Richard, furioso pero controlándose, no cometió el error de intentar negar la participación de sus hombres, ni de ponerse pendenciero en ningún sentido. Lo que hizo fue pedir clemencia.

– Permita que le diga, en primer lugar, que le agradezco que haya hablado conmigo de esta manera -dijo-. No tenía ni idea de esto. Lo siento mucho. Me encargaré de que se devuelva hasta el último puto centavo, todo…

– No se trata del dinero; es una cuestión de principios.

– Ya lo sé, solo digo que…

– Mira, voy a ir al grano: esos tipos tienen que desaparecer. Y te tienes que encargar tú, ¿te das cuenta? Son responsabilidad tuya, ¿entendido?

Richard recibió aquello como un puñetazo en la cara. A su manera callada, apreciaba a John y a Jack; eran los primeros y únicos amigos que había tenido. ¿Cómo iba a matarlos? Pero Richard conocía lo suficiente la marcha y la lógica de la justicia de la calle para saber que si no hacía lo que Parenti le pedía (¡lo que le exigía!), bien podría suceder que él mismo se convirtiera en objetivo eliminable.

Lo intentó otra vez.

– Déjeme que hable con ellos; déjeme que me encargue de que se marchan de la ciudad y no vuelven nunca, nunca jamás.

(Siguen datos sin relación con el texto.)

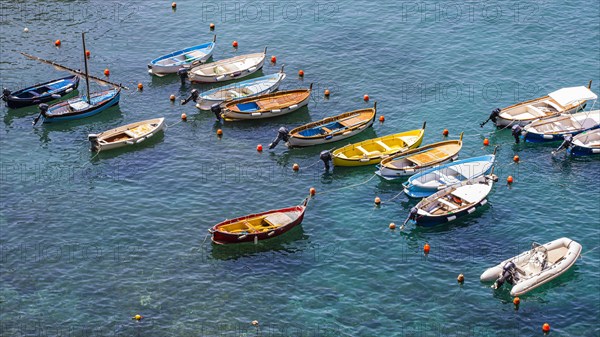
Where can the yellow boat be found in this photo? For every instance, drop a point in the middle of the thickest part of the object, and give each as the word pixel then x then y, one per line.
pixel 372 151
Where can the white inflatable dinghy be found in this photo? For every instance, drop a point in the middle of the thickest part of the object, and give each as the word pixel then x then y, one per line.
pixel 535 267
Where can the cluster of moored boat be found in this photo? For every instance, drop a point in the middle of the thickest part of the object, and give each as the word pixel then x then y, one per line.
pixel 449 188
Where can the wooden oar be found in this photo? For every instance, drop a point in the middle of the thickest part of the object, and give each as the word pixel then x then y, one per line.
pixel 77 72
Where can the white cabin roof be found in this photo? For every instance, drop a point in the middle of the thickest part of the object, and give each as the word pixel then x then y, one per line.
pixel 568 96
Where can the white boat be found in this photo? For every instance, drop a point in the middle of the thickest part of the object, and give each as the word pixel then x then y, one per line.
pixel 555 128
pixel 535 267
pixel 126 135
pixel 565 100
pixel 228 69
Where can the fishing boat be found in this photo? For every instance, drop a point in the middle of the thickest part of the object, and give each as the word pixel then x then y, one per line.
pixel 555 128
pixel 562 101
pixel 531 269
pixel 424 184
pixel 184 58
pixel 328 130
pixel 265 106
pixel 82 106
pixel 372 151
pixel 126 135
pixel 248 88
pixel 41 92
pixel 228 69
pixel 419 159
pixel 453 202
pixel 260 226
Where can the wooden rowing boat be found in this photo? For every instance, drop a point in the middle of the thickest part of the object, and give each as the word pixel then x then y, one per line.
pixel 372 151
pixel 565 100
pixel 184 58
pixel 332 129
pixel 228 69
pixel 555 128
pixel 41 92
pixel 126 135
pixel 260 226
pixel 265 106
pixel 419 159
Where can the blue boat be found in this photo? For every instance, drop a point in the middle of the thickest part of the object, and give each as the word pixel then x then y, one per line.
pixel 41 92
pixel 428 182
pixel 555 128
pixel 184 58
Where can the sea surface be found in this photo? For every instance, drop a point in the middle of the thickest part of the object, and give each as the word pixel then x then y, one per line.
pixel 88 241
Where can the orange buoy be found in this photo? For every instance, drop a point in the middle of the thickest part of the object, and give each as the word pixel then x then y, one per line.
pixel 546 328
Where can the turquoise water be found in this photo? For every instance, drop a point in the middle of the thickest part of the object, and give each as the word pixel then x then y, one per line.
pixel 87 242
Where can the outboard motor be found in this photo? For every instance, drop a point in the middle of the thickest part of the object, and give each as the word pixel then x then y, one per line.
pixel 495 113
pixel 193 97
pixel 516 132
pixel 282 133
pixel 509 274
pixel 325 156
pixel 216 109
pixel 182 75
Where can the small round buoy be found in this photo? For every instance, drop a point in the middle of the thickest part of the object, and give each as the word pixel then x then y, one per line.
pixel 546 328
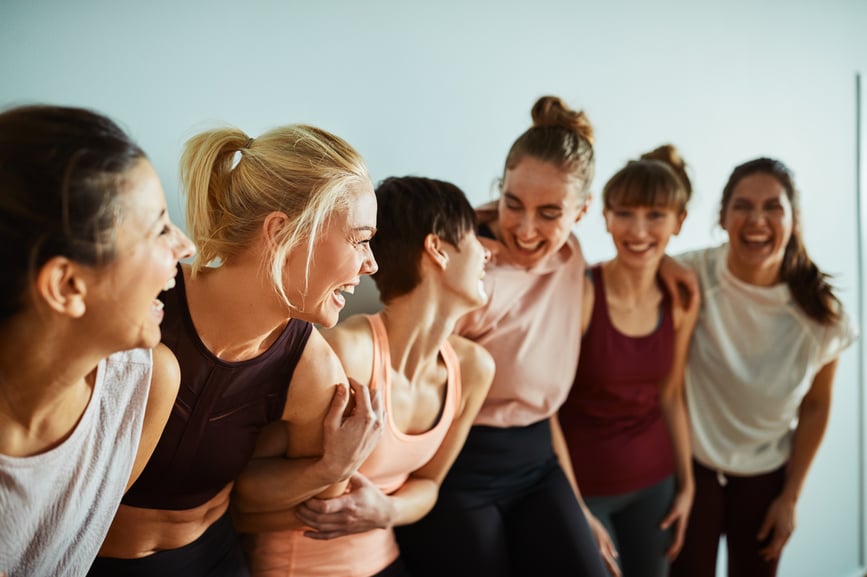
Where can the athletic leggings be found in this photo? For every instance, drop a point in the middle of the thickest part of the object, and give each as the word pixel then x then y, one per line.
pixel 733 506
pixel 632 520
pixel 505 509
pixel 217 553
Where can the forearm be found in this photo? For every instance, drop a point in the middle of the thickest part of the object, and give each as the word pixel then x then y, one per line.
pixel 676 420
pixel 413 500
pixel 812 423
pixel 265 522
pixel 277 484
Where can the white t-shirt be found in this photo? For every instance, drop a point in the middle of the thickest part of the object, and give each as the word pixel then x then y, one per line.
pixel 56 507
pixel 752 359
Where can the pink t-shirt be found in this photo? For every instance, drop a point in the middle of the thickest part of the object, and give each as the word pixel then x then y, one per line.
pixel 397 454
pixel 532 327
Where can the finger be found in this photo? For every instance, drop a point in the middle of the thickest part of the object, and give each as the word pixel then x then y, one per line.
pixel 361 394
pixel 765 529
pixel 612 567
pixel 677 542
pixel 338 406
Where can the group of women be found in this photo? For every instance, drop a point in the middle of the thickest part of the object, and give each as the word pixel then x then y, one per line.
pixel 213 418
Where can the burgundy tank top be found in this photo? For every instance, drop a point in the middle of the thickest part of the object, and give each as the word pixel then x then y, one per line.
pixel 612 421
pixel 220 409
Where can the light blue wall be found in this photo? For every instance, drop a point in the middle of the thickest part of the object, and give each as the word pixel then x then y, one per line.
pixel 442 89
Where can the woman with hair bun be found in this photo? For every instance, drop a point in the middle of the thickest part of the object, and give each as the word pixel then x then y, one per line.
pixel 506 506
pixel 625 419
pixel 283 224
pixel 759 375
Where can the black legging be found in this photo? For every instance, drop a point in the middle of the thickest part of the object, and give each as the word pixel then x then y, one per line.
pixel 505 509
pixel 217 553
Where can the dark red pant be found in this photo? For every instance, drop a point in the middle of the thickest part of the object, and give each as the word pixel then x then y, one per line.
pixel 735 508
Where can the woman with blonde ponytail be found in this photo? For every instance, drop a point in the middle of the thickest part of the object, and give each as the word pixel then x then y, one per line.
pixel 625 418
pixel 282 224
pixel 759 375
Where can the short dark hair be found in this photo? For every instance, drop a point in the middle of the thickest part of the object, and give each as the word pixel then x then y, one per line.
pixel 408 209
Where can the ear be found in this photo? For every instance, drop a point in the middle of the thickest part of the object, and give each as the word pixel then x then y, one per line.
pixel 62 287
pixel 272 225
pixel 680 220
pixel 584 207
pixel 433 247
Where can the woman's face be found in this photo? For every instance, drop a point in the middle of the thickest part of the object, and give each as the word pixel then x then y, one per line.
pixel 465 270
pixel 539 205
pixel 148 248
pixel 641 233
pixel 759 219
pixel 340 256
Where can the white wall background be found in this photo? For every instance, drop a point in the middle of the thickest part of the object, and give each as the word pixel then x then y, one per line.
pixel 441 88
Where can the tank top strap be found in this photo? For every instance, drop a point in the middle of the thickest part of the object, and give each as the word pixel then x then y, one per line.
pixel 381 372
pixel 453 385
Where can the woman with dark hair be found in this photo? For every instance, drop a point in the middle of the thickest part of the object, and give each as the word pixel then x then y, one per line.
pixel 86 247
pixel 759 375
pixel 432 381
pixel 283 224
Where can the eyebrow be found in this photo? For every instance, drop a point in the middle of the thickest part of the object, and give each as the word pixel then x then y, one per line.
pixel 159 218
pixel 511 196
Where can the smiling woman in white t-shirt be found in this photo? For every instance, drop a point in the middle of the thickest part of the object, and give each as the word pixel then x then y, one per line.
pixel 759 375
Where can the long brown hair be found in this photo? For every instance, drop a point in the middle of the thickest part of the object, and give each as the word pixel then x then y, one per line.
pixel 809 285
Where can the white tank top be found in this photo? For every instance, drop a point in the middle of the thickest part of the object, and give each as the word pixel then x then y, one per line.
pixel 56 507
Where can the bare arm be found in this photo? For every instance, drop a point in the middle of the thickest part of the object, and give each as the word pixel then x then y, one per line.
pixel 673 405
pixel 813 414
pixel 365 507
pixel 165 380
pixel 681 281
pixel 327 436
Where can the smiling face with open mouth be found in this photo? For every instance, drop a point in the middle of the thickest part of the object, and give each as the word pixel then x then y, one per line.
pixel 341 255
pixel 759 219
pixel 539 206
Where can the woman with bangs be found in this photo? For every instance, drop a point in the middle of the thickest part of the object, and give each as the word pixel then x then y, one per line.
pixel 625 419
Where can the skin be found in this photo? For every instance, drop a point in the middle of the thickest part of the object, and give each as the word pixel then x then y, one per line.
pixel 760 220
pixel 238 315
pixel 76 315
pixel 417 323
pixel 641 234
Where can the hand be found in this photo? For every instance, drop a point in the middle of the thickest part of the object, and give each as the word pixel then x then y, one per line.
pixel 779 524
pixel 603 541
pixel 352 429
pixel 681 282
pixel 678 516
pixel 363 508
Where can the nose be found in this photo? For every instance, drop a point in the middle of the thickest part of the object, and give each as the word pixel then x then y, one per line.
pixel 183 246
pixel 368 265
pixel 526 228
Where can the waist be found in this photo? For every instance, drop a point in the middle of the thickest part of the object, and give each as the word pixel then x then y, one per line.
pixel 291 552
pixel 137 532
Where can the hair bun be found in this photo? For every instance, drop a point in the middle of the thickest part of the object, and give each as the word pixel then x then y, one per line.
pixel 668 154
pixel 551 111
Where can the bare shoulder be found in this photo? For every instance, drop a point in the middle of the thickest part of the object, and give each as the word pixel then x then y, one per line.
pixel 165 380
pixel 477 364
pixel 352 342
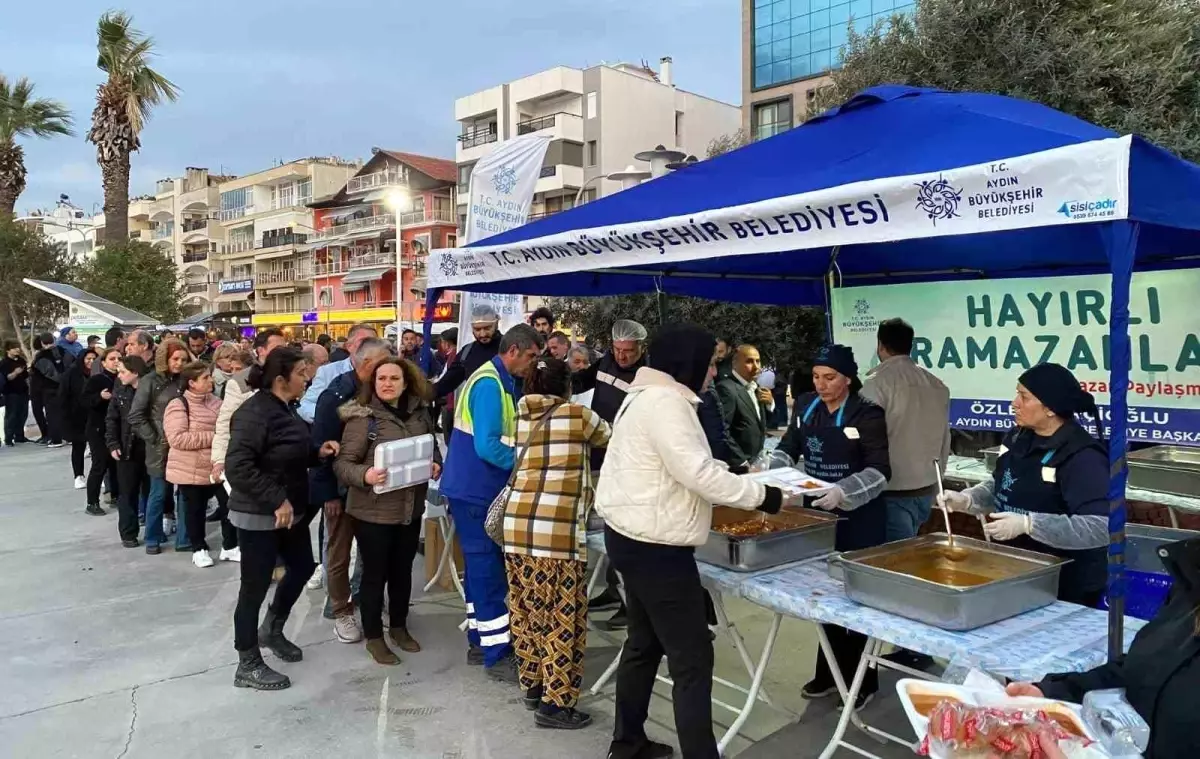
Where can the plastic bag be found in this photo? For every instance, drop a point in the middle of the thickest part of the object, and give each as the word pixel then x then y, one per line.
pixel 966 731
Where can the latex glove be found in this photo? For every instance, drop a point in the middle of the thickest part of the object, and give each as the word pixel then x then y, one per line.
pixel 832 500
pixel 954 501
pixel 1007 526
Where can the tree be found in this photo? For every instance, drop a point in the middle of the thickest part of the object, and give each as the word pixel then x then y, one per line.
pixel 1128 65
pixel 23 115
pixel 136 275
pixel 25 254
pixel 124 102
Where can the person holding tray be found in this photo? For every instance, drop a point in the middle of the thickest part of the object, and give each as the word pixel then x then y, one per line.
pixel 1049 490
pixel 844 440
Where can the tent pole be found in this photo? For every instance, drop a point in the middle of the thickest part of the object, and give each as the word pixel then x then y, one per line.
pixel 1121 240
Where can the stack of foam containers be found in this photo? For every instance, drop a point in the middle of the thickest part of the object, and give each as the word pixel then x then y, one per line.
pixel 408 461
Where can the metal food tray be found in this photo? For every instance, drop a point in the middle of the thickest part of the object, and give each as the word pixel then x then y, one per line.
pixel 751 554
pixel 1165 468
pixel 1032 583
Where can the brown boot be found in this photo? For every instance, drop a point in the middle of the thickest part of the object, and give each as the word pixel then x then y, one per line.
pixel 379 651
pixel 401 638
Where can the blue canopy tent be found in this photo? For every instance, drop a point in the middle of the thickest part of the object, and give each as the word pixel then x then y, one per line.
pixel 897 185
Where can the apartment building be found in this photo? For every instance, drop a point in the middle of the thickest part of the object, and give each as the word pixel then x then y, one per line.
pixel 357 275
pixel 598 117
pixel 262 263
pixel 789 48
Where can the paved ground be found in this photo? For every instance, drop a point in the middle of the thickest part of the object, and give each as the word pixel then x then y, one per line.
pixel 107 652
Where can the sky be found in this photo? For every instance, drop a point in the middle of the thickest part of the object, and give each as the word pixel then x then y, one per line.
pixel 265 81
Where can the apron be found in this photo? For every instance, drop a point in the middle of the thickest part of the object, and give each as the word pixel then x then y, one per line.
pixel 1027 484
pixel 831 454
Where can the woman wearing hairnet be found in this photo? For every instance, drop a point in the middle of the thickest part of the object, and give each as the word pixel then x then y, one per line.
pixel 1049 490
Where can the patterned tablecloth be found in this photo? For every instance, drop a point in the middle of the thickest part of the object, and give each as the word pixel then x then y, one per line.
pixel 1057 638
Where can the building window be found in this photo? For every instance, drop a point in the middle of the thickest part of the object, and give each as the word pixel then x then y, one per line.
pixel 799 39
pixel 771 119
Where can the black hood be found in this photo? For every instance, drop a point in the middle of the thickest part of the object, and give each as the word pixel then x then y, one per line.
pixel 685 352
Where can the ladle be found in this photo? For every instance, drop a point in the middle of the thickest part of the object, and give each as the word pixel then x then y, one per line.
pixel 952 551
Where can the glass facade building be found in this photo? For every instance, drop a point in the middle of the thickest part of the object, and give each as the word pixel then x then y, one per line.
pixel 799 39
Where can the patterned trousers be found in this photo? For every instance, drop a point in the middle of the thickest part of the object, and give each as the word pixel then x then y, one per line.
pixel 549 619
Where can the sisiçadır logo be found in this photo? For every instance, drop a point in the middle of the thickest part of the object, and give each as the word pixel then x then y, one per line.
pixel 1089 209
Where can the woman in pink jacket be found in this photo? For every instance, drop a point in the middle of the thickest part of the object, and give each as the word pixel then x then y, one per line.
pixel 190 423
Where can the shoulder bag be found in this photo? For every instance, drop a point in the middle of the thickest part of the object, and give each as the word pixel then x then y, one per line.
pixel 493 525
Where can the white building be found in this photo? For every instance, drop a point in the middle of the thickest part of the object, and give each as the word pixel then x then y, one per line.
pixel 599 118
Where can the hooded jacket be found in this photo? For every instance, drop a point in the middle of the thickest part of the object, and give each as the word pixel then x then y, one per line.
pixel 357 455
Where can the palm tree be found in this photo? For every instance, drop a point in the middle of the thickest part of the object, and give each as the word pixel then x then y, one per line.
pixel 23 115
pixel 123 105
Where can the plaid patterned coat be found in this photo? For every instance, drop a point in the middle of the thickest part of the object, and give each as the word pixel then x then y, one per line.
pixel 551 495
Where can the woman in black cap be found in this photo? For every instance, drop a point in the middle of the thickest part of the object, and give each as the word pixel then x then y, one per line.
pixel 1049 490
pixel 844 440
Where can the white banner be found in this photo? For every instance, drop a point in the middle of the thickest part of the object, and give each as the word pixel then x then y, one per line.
pixel 502 187
pixel 1074 184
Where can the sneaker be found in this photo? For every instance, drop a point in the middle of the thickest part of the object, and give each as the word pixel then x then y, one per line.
pixel 202 559
pixel 317 579
pixel 347 628
pixel 505 670
pixel 816 689
pixel 607 599
pixel 556 718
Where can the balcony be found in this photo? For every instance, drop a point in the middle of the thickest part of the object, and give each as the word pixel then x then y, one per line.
pixel 430 215
pixel 377 180
pixel 367 223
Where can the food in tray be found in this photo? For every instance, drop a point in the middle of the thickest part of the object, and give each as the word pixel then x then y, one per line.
pixel 959 730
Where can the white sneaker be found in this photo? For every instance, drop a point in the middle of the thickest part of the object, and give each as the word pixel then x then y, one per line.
pixel 317 579
pixel 347 628
pixel 202 559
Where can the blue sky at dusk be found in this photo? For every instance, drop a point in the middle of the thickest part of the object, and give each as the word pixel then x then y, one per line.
pixel 269 79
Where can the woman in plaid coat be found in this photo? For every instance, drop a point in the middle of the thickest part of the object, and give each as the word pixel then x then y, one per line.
pixel 545 531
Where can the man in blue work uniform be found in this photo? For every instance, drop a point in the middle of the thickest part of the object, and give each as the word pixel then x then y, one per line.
pixel 478 467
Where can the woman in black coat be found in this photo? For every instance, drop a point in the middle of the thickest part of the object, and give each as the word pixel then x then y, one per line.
pixel 267 467
pixel 1161 675
pixel 73 413
pixel 97 392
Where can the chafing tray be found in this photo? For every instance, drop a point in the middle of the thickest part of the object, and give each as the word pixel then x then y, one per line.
pixel 990 583
pixel 1167 468
pixel 807 533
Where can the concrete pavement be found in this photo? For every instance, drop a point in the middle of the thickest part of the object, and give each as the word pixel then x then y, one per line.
pixel 108 652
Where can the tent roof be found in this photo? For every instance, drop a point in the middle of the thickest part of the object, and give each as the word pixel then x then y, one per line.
pixel 883 132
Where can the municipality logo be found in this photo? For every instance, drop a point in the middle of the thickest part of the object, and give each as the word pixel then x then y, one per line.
pixel 939 199
pixel 1075 210
pixel 505 179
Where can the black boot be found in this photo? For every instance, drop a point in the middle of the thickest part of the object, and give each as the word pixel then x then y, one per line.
pixel 270 635
pixel 253 673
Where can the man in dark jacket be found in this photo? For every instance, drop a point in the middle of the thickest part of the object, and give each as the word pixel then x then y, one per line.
pixel 49 368
pixel 745 406
pixel 325 491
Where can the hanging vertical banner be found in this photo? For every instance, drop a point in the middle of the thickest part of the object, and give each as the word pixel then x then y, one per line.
pixel 502 187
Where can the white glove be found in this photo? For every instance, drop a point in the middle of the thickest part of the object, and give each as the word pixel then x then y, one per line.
pixel 1007 526
pixel 832 500
pixel 954 501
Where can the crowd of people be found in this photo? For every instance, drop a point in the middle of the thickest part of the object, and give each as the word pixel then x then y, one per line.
pixel 264 436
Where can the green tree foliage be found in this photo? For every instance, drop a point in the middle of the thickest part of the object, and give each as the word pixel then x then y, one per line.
pixel 25 254
pixel 136 275
pixel 1129 65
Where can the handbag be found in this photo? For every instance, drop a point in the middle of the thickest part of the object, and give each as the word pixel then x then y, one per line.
pixel 493 524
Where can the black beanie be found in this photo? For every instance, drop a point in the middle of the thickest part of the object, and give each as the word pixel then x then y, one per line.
pixel 1059 390
pixel 685 352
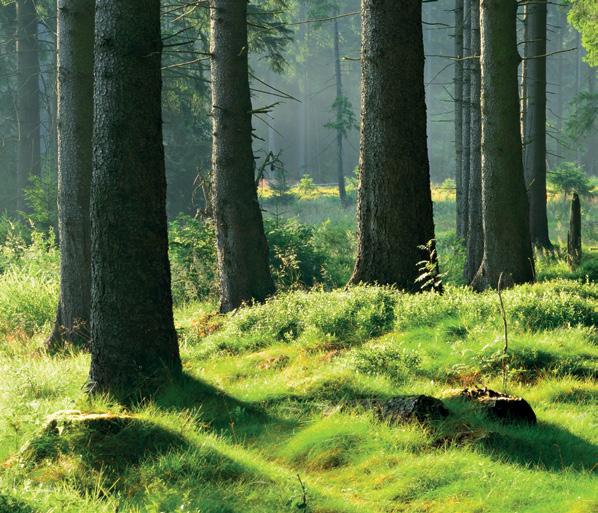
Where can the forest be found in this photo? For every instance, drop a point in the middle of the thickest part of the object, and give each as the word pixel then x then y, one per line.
pixel 329 256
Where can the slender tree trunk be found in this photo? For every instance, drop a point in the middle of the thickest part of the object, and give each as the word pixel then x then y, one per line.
pixel 340 174
pixel 535 161
pixel 28 93
pixel 242 246
pixel 475 231
pixel 466 171
pixel 395 202
pixel 507 243
pixel 75 29
pixel 574 236
pixel 459 117
pixel 133 338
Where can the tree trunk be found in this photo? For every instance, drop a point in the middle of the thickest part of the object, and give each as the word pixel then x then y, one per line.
pixel 339 115
pixel 75 29
pixel 132 329
pixel 242 246
pixel 459 117
pixel 507 244
pixel 574 236
pixel 28 93
pixel 475 231
pixel 466 171
pixel 395 202
pixel 535 161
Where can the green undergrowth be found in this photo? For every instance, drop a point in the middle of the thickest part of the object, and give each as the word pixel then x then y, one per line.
pixel 277 412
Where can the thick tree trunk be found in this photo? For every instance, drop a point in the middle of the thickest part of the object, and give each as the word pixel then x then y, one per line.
pixel 467 63
pixel 132 329
pixel 242 246
pixel 458 80
pixel 28 93
pixel 395 204
pixel 535 151
pixel 475 231
pixel 507 244
pixel 340 174
pixel 574 236
pixel 75 29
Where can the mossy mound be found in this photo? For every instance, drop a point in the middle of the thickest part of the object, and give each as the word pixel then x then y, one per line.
pixel 106 441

– Tienen que desaparecer. Eso es todo. Si no lo haces tú, lo haremos nosotros, capisce?

– Capisce -respondió Richard, viendo claramente el destino escrito con letras de sangre. Estaba escrito con la sangre de John y de Jack, y, si no se andaba con cuidado, con la suya también.

– Bueno, me alegro de que hayamos quedado de acuerdo -dijo Parenti con aplomo solemne. Se levantó y se marchó, seguido de cerca por los dos guardaespaldas que lo acompañaban. Richard, sintiendo de pronto un grave peso sobre sus hombros, un peso de vida o muerte, se quedó allí, quieto como la lápida de una tumba, sabiendo que su pequeña banda y él jamás podrían hacer frente a los De Cavalcante. Estos eran muchos, conocidos por su violencia, y hacerles frente o luchar contra ellos significaría una muerte segura para todos. Richard sabía también que John y Jack la habían cagado a base de bien, que habían transgredido las normas básicas de la calle y el principio fundamental que les había impuesto él mismo de no robar a nadie de la Mafia. Sabía que habían sellado su propio destino. Richard se levantó despacio, salió del bar, localizó primero a Jack, le pegó un tiro en la cabeza antes de que este se enterara de nada y lo dejó donde había caído. Encontró después a John, que salía del apartamento de su novia, lo mató de un tiro y lo dejó en la calle para que los De Cavalcante se enteraran de que el trabajo estaba hecho de verdad. Ambos habían muerto sin dolor, sin enterarse de lo que se les venía encima.